Our study also considered the role of COX-2 selectivity in NSAID-induced renal impairment. NSAIDs exert their effects primarily through the inhibition of COX enzymes, specifically COX-1 and COX-2. COX-1 is responsible for maintaining baseline physiological functions, including protecting the gastric mucosa and regulating renal blood flow21. In contrast, COX-2 is more prominently expressed during inflammation and plays a key role in the production of prostaglandins that mediate pain and inflammatory responses. Nephrotoxicity can occur due to the inhibition of COX-2, especially in situations where renal perfusion is compromised. This nephrotoxicity occurs because COX-2 is upregulated in the kidneys in response to volume contraction or other states requiring increased renal blood flow22. By blocking COX-2, NSAIDs can disrupt this compensatory mechanism, potentially leading to adverse renal outcomes, including reduced GFR and, in more severe cases, acute kidney injury. However, their impact on renal function has been controversial23,24,25,26. In our analysis, both COX-2 selective and non-selective NSAIDs were associated with changes in eGFR. However, the patterns of these changes varied depending on the duration of NSAID exposure and the specific NSAID used.

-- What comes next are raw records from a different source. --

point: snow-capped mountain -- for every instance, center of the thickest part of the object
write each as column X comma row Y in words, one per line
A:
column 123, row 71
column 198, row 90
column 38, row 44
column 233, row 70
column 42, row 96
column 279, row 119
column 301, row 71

Notably, a significant decline in renal function was observed in patients with a higher cumulative exposure to both COX-2 selective and non-selective NSAIDs, suggesting that COX-2 selectivity does not entirely mitigate the potential for renal harm.

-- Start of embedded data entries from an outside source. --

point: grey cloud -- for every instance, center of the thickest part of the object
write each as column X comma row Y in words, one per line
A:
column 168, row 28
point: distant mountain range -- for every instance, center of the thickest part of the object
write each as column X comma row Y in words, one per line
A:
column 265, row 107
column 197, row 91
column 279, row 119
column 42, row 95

These findings have important clinical implications for the management of AS. Although NSAIDs remain a cornerstone of symptom control in AS, our results suggest that clinicians should exercise caution when prescribing these medications, especially for long-term use. Regular monitoring of renal function is crucial, and alternative therapeutic strategies should be considered for patients at a higher risk of renal impairment while using NSAIDs. Indeed, a recent study reported a decrease in NSAID use from 60.9 to 54.8% between 2006 and 2016, accompanied by an increase in the use of TNF inhibitors27. This trend may reflect a growing awareness of alternative treatments, such as TNF inhibitors, and the potential risks associated with prolonged NSAID use.

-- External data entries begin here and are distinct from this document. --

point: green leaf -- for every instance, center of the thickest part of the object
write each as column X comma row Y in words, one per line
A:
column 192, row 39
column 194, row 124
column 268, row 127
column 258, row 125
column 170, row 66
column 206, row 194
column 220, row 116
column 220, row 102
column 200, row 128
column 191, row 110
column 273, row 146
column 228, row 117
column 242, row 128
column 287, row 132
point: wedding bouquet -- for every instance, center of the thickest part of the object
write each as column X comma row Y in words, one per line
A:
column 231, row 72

One of the key strengths of our study is the extensive follow-up period, which allowed us to capture long-term trends in renal function among patients with AS. The large, well-characterized cohort from multiple healthcare settings enhances the generalizability of our findings and provides a robust basis for assessing the impact of NSAIDs on renal health. However, the observational design of this study inherently limits our ability to establish causal inferences. Despite adjusting for various potential confounders, residual confounding remains a possibility. The reliance on electronic health records may introduce potential bias owing to incomplete or inaccurate data reporting. Additionally, the exclusion of patients with pre-existing renal disease or significant risk factors for kidney impairment means that our findings may not be generalizable to populations with higher baseline risks for kidney disease.

In conclusion, while NSAID exposure was associated with a statistically significant decline in eGFR in short-term analyses, there was no significant association between long-term NSAID use and renal function decline in patients with AS when accounting for cumulative exposure and time interaction.